「ちょっとだけよいものに囲まれて、丁寧に暮らす」高級品は買わないからお金を使っている実感はなく、浪費が知らぬ間に積み上がっていく――。

何となく、何となくお金が出ていく

光文社刊「マート(Mart)」という雑誌が現在注目されているのをご存じだろうか? 食べるラー油ブームや調味料「塩麹」のブームも、この30代向けミセス雑誌から起きたと言われている。Eコマースサイト「ケンコーコム」で、2012年2月の塩麹の注文数は、11年12月に比べて実に約24倍。今、この「マート主婦」の財布の紐を緩めさせることが、メーカーの売上増の近道なのだ。

「マート」の誌面で笑顔を見せているのは、時間に余裕のある30代専業主婦が多い。ひと昔前のミセス雑誌とは違い、「節約」や「家計簿」などの文字は見かけないが、紅茶缶を利用した収納法や、100円ショップで買えるカラフルな小物などがカラーページいっぱいに躍っている。

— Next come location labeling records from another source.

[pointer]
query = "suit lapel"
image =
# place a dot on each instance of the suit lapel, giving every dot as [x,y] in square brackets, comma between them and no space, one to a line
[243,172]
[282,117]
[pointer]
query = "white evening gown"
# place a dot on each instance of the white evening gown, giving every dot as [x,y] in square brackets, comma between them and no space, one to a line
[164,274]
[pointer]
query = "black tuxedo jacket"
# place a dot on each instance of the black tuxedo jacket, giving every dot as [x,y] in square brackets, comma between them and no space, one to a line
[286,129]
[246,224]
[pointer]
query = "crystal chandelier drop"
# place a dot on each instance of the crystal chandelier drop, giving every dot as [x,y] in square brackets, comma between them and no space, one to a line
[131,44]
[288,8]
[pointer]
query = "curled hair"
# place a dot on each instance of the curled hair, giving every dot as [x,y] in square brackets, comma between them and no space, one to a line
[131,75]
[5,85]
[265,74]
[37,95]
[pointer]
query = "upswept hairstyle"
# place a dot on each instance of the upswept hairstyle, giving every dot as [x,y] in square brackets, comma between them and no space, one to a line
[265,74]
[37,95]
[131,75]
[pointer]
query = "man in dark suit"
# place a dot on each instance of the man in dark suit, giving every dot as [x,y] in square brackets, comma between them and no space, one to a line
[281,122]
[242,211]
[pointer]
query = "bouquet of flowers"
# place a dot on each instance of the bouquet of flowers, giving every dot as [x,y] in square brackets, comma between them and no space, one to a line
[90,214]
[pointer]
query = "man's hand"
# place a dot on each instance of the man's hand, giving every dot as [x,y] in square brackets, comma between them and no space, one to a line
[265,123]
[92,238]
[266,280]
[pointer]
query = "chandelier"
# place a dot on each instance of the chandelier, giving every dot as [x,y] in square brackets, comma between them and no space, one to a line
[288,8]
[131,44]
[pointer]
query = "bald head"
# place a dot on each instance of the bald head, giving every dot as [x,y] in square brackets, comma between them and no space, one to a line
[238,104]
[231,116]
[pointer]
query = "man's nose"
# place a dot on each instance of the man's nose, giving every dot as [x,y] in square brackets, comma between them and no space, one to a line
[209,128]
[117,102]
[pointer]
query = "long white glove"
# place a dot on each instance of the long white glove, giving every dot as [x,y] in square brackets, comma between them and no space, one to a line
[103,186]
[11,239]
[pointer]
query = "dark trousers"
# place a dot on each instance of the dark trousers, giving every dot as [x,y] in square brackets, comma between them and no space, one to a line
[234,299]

一方で、高級ブランドバッグなどではないが、“ちょっといいモノ”系の記事も充実している。例えば「主婦XXさん(31歳)のおススメ調味料」などは、ひと瓶1000円以上することも珍しくない。

彼女たちは節約家か、それとも浪費家なのか? ──某日、首都近郊の住宅地のマンションの1室に、それらしき20代、30代の専業主婦5人を集めて話を聞いてみた。

彼女たちは近所のママ友。すでに2LDK~3LDKのマンションを買い、車を持ち、幼稚園以下の子供が1~2人。そろって夫の年収は約800万円という。

あくせくとは無縁の立ち居振る舞い。皆、小さな子供がいるのに身なりに手を抜いていないのが驚きだ。メークもしっかりして、ちゃんと美容院に通っていると思しきヘアスタイル。かつてブームを呼んだ“エビちゃんOL”が、しっかりと高収入男をつかまえた、という雰囲気なのだ。

月々の生活費は20万~30万円という余裕ある暮らしぶりで、皆「今、とても幸せ」と言う。が、何と全員が「毎月、赤字です。はみ出してます」。そこはボーナスで補填するが、貯蓄もゼロに近い。